When I came to work at Los Alamos National Laboratory in 2000, I spent my first year walking the lab’s largely undeveloped 40 square miles, inventorying the environmental impacts of the Cerro Grande fire. That fire devastated the community and the laboratory. Scorched trees littered the landscape, and silt from extreme flooding choked streams and filled canyons across the fire-ravaged landscape. I was struck by the impact of the fire and how vulnerable we were. At the same time, I recognized the lab’s critical role in protecting our environment and proactively offsetting the fire’s impacts.
In the years since then, I have worked to become the division leader for Environmental Protection and Compliance. I am driven to do this kind of work, which comes naturally to me. In my childhood in the 1970s, when environmental laws were being passed, my parents instilled in me the importance of being an environmental steward. I have been actively involved in environmental stewardship and sustainability efforts since college – it is part of who I am. As division leader, I strive to ensure we fulfill our commitment to environmental stewardship through sampling and monitoring our environment, identifying opportunities for pollution prevention, and supporting the laboratory’s sustainability efforts – and evidence shows we’re doing very well.
That might surprise some people.
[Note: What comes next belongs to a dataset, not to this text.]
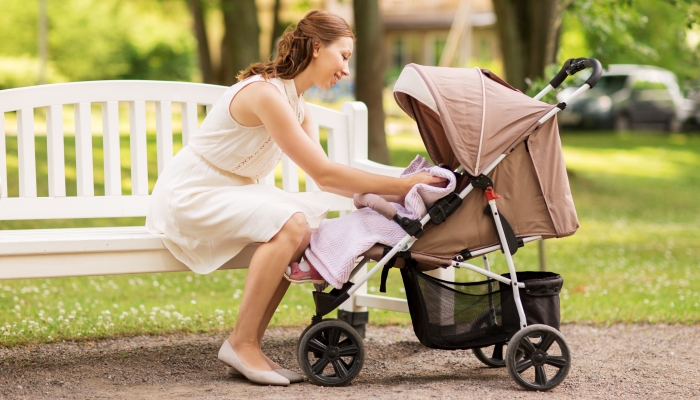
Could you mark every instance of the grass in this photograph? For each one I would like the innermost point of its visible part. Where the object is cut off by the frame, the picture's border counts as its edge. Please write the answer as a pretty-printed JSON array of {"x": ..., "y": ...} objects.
[{"x": 634, "y": 259}]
In the past 25 years, the lab has been very successful in environmental stewardship, despite public perception to the contrary. The truth is, Los Alamos National Laboratory is one of the most closely monitored places in New Mexico, with reporting requirements under more than two dozen different federal and state environmental laws, permits and other orders. With that kind of accountability, our achievements and challenges in environmental stewardship are transparent for all to see. That includes the good news and the bad: cleaning the past, being successful today, and planning to create a sustainable future.
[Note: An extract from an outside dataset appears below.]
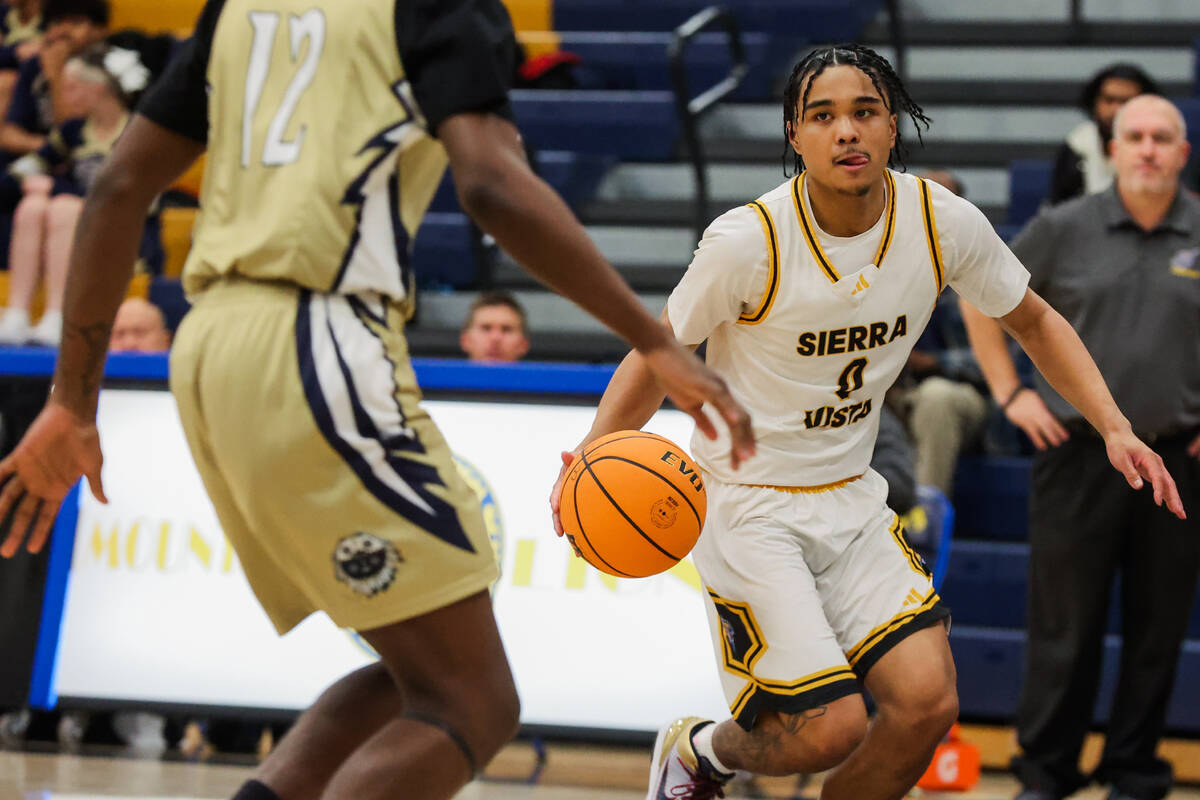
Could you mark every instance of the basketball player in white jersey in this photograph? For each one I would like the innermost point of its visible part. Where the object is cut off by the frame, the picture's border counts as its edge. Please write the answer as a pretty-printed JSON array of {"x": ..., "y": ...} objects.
[
  {"x": 328, "y": 126},
  {"x": 810, "y": 299}
]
For example, my division works with the lab’s wildland fire management program to ensure that we are in compliance with all requirements, modeling fire behaviors, promoting forest health and working to prevent wildland fires.
As for radiation hazards – perhaps the public’s biggest fear about Los Alamos – the levels are actually quite low. In our most recent environmental report, painstaking studies showed that radiological doses to the public from laboratory operations were less than 1 millirem per year, with health risks indistinguishable from zero. For comparison, I receive an annual dose of 40 millirem because I live at an elevation of 6,700 feet, and I received a 13 millirem dose when I had a recent mammogram. During 2019, the radioactive emissions of airborne radiological materials from all laboratory sources were also negligible, at about one one-hundredth of the legal limit.
The same is true for the lab’s radiological impact on food produced in the vicinity and on wildlife. We sample food products from various locations around the laboratory, in surrounding communities, and from regional background locations. The dose from eating local or regional foods, including crops, eggs, milk, tea, deer and elk, is about the same as what the rest of the world experiences and in line with naturally occurring radiological material. The takeaway is that contributions from the laboratory are too small to even measure.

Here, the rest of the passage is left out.